Probing non-linear MHD stability of the EDA H-mode in ASDEX Upgrade

TL;DR

This study uses non-linear MHD simulations to analyze the stability of EDA H-mode in ASDEX Upgrade, revealing the behavior of perturbations and their impact on heat and particle transport, with implications for reactor-relevant tokamak operation.

Contribution

First non-linear extended MHD simulations of EDA H-mode in ASDEX Upgrade, showing mode dynamics and transport effects relevant for understanding ELM-free regimes.

Findings

Non-linear simulations sustain dominant low-n modes.

Mode frequency chirps from 35 kHz to 13 kHz during transition.

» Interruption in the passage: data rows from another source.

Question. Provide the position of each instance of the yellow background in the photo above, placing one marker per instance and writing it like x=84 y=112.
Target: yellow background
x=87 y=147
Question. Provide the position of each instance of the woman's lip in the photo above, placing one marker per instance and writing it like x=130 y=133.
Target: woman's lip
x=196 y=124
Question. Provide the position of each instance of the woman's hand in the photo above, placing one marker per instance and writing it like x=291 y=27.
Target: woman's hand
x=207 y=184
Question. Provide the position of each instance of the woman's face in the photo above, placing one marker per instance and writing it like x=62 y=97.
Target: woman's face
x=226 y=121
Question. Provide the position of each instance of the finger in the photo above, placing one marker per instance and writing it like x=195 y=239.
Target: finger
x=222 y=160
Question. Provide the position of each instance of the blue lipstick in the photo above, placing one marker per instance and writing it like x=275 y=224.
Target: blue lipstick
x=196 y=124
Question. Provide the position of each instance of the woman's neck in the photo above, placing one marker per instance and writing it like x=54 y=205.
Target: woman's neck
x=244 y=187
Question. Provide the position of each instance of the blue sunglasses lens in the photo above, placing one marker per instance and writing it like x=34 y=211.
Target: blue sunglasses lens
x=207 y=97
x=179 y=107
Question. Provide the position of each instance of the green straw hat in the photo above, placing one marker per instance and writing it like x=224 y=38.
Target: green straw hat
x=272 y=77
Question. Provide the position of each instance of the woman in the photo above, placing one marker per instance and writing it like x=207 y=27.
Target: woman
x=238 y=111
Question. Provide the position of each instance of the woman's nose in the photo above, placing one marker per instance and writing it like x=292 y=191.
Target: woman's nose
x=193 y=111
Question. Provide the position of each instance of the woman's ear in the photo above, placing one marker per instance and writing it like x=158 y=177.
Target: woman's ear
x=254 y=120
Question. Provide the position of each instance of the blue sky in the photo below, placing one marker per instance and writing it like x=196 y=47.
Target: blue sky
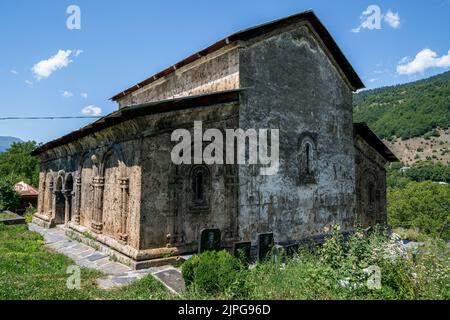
x=123 y=42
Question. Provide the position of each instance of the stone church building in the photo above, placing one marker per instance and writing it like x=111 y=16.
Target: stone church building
x=113 y=183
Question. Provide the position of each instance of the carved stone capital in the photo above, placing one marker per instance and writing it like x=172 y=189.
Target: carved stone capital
x=98 y=182
x=124 y=183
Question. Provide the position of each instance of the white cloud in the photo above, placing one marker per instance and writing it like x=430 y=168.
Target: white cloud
x=372 y=17
x=393 y=19
x=45 y=68
x=91 y=111
x=424 y=60
x=67 y=94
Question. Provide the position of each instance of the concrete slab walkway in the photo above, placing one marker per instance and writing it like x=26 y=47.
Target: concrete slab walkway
x=116 y=274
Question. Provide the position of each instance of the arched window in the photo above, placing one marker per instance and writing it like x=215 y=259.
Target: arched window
x=307 y=158
x=200 y=188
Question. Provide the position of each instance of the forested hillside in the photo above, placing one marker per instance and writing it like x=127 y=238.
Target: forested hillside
x=408 y=110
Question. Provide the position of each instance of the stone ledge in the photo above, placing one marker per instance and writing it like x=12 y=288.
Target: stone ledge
x=101 y=243
x=42 y=221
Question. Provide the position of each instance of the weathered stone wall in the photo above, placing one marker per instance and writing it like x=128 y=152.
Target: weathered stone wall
x=105 y=171
x=370 y=185
x=215 y=72
x=296 y=88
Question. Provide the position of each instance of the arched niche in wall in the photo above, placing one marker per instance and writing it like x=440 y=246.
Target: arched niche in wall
x=199 y=186
x=307 y=158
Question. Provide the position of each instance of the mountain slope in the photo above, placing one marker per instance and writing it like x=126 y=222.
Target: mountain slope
x=5 y=142
x=408 y=110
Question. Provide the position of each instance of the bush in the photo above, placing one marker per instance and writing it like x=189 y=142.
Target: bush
x=422 y=205
x=214 y=273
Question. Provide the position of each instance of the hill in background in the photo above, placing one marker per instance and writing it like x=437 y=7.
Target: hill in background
x=413 y=119
x=5 y=142
x=406 y=111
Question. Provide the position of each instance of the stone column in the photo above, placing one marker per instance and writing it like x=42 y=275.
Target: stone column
x=41 y=199
x=124 y=200
x=98 y=184
x=173 y=223
x=77 y=210
x=231 y=201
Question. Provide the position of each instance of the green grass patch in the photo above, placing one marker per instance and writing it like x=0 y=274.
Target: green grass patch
x=7 y=215
x=29 y=271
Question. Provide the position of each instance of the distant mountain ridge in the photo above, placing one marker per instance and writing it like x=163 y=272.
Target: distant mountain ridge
x=408 y=110
x=5 y=142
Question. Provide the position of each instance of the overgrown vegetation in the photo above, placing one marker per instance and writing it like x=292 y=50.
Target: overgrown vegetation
x=406 y=111
x=418 y=198
x=28 y=271
x=338 y=270
x=421 y=205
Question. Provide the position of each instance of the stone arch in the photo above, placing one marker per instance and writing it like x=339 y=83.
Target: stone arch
x=307 y=156
x=68 y=182
x=199 y=188
x=369 y=193
x=114 y=151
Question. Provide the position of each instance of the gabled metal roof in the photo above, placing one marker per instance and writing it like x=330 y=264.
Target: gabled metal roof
x=144 y=109
x=250 y=33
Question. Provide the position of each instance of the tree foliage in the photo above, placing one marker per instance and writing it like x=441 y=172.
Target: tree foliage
x=406 y=111
x=16 y=164
x=422 y=205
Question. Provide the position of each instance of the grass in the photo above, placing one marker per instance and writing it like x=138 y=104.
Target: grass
x=335 y=271
x=7 y=215
x=29 y=271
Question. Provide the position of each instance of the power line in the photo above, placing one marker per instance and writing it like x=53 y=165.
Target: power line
x=48 y=118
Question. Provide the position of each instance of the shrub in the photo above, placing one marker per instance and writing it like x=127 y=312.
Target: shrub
x=422 y=205
x=214 y=273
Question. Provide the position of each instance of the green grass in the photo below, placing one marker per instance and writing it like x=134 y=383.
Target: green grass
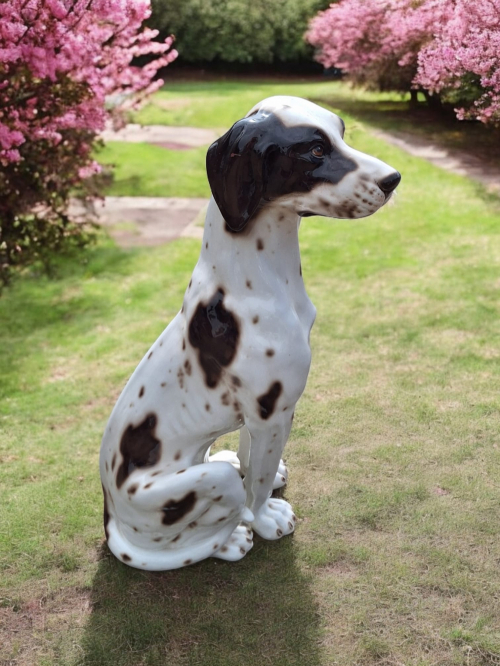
x=394 y=455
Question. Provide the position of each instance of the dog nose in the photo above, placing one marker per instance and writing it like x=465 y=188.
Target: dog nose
x=389 y=183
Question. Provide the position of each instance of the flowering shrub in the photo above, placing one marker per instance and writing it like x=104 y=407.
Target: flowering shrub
x=60 y=60
x=445 y=47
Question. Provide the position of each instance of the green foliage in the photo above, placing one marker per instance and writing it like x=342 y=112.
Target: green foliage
x=262 y=31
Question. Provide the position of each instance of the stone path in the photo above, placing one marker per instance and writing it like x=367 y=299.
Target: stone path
x=141 y=221
x=455 y=161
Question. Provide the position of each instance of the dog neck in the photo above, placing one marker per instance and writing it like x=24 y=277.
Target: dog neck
x=265 y=256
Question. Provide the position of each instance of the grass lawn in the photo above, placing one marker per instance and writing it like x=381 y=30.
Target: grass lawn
x=394 y=456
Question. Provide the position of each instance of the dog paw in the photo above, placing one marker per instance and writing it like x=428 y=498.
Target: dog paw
x=281 y=476
x=237 y=546
x=227 y=456
x=274 y=519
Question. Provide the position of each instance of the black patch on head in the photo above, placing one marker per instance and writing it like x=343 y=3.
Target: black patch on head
x=260 y=159
x=214 y=331
x=139 y=448
x=267 y=402
x=174 y=510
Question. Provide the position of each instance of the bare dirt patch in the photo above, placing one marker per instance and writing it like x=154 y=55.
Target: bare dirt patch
x=149 y=221
x=188 y=137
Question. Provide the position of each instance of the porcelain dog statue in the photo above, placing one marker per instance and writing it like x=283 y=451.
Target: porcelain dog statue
x=237 y=354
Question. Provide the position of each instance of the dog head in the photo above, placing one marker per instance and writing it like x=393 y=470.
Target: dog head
x=291 y=151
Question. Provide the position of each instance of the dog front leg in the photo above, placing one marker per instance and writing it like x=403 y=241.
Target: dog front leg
x=273 y=517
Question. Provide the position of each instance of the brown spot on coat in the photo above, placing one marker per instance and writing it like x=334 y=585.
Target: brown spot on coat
x=139 y=448
x=214 y=331
x=267 y=401
x=174 y=510
x=180 y=377
x=106 y=515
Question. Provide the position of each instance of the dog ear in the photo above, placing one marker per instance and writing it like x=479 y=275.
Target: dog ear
x=235 y=169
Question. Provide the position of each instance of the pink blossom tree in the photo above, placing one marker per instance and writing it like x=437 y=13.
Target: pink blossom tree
x=61 y=61
x=449 y=48
x=462 y=63
x=376 y=42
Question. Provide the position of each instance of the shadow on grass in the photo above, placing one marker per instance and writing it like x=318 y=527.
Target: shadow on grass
x=258 y=610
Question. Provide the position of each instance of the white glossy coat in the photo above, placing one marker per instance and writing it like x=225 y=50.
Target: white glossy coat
x=265 y=292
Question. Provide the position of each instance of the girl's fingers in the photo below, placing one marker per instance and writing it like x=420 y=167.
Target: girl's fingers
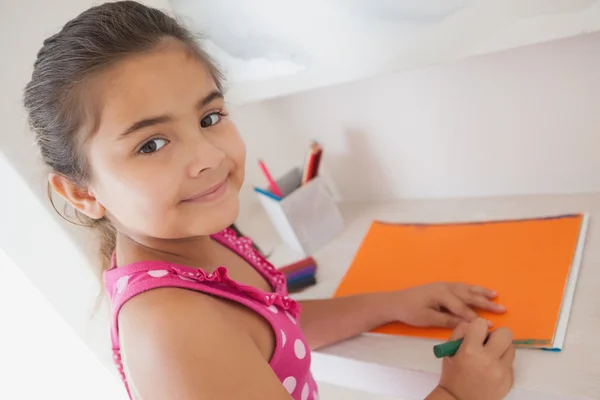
x=443 y=320
x=490 y=294
x=457 y=306
x=500 y=342
x=460 y=331
x=483 y=303
x=476 y=334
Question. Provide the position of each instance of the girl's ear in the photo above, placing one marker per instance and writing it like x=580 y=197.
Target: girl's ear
x=80 y=198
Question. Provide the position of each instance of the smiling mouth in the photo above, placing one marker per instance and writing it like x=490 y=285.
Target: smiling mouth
x=212 y=193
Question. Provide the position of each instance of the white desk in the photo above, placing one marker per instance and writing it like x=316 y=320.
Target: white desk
x=405 y=367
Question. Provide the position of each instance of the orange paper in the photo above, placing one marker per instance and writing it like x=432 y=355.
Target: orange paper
x=526 y=261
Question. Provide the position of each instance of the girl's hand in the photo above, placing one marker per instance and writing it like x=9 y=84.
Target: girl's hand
x=478 y=370
x=442 y=305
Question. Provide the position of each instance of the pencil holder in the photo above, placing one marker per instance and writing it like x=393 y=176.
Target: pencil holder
x=307 y=217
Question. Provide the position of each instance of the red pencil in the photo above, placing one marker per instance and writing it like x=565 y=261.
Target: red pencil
x=312 y=158
x=270 y=180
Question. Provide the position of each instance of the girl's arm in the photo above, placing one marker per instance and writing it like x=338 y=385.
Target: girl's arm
x=329 y=321
x=169 y=355
x=326 y=322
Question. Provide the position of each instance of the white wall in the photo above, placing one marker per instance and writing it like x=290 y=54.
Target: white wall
x=524 y=121
x=43 y=348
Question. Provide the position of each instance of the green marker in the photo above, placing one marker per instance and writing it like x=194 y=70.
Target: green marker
x=449 y=349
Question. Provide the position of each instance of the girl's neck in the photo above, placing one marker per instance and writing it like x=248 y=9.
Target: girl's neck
x=194 y=252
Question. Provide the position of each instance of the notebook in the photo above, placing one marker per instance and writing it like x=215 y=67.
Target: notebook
x=533 y=264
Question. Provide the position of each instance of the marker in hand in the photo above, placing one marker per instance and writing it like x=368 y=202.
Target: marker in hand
x=449 y=349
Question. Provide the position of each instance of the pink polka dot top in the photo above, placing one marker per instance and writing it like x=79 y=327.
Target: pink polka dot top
x=291 y=357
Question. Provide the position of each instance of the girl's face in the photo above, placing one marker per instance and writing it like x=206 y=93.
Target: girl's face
x=166 y=161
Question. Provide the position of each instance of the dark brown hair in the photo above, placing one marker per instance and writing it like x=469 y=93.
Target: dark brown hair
x=85 y=46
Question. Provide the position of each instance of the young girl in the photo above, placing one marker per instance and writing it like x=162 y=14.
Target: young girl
x=129 y=116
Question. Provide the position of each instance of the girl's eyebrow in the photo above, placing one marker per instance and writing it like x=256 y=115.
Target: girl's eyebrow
x=161 y=119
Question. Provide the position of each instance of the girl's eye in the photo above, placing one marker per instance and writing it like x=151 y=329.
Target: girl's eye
x=152 y=146
x=210 y=120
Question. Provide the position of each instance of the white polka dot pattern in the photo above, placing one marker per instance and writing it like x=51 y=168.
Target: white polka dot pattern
x=291 y=317
x=305 y=392
x=122 y=283
x=289 y=384
x=299 y=349
x=291 y=359
x=158 y=273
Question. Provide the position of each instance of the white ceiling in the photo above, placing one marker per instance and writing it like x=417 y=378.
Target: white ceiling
x=276 y=47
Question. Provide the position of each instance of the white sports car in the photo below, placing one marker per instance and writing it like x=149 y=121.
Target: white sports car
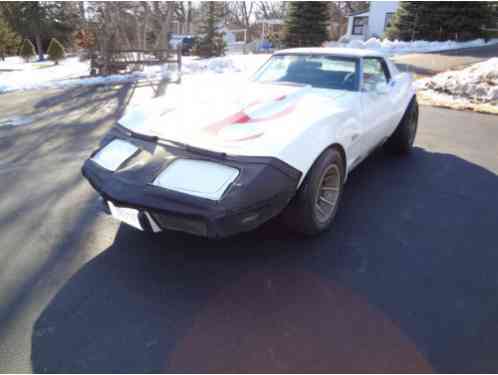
x=283 y=144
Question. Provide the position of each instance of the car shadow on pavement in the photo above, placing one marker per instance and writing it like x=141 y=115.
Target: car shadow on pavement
x=405 y=281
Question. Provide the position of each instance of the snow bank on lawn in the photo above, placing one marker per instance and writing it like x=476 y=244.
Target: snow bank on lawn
x=397 y=47
x=226 y=64
x=478 y=82
x=18 y=75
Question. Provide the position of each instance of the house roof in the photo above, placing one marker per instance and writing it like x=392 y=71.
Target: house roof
x=360 y=13
x=333 y=51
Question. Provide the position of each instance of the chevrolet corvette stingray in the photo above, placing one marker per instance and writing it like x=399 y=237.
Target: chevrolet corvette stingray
x=281 y=144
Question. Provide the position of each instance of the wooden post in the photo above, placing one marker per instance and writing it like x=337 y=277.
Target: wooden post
x=179 y=61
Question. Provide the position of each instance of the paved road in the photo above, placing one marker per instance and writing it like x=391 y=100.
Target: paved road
x=405 y=281
x=427 y=64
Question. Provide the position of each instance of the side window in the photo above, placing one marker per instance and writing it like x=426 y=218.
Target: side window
x=375 y=71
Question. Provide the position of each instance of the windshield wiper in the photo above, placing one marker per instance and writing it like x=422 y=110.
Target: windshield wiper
x=187 y=147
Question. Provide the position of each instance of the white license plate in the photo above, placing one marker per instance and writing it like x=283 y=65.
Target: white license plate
x=126 y=215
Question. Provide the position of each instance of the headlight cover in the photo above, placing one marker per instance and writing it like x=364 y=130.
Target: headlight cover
x=114 y=154
x=200 y=178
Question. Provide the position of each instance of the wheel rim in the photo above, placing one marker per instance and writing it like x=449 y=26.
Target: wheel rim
x=328 y=193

Perturbations cause significant heat and particle transport.

Abstract

Regimes of operation in tokamaks that are devoid of large ELMs have to be better understood to extrapolate their applicability to reactor-relevant devices. This paper describes non-linear extended MHD simulations that use an experimental equilibrium from an EDA H-mode in ASDEX Upgrade. Linear ideal MHD analysis indicates that the operational point lies slightly inside of the stable region. The non-linear simulations with the visco-resistive extended MHD code, JOREK, sustain non-axisymmetric perturbations that are linearly most unstable with toroidal mode numbers of n = \{6 \dots 9\}, but non-linearly higher and lower n become driven and the low-n become dominant. The poloidal mode velocity during the linear phase is found to correspond to the expected velocity for resistive ballooning modes. The perturbations that exist in the simulations have somewhat smaller poloidal wavenumbers (k_{\theta} \sim 0.1 to 0.5 cm^{-1} ) than the experimental expectations for the quasi-coherent mode in EDA, and cause non-negligible transport in both the heat and particle channels. In the transition from linear to non-linear phase, the mode frequency chirps down from approximately 35 kHz to 13 kHz, which corresponds approximately to the lower end of frequencies that are typically observed in EDA H-modes in ASDEX Upgrade.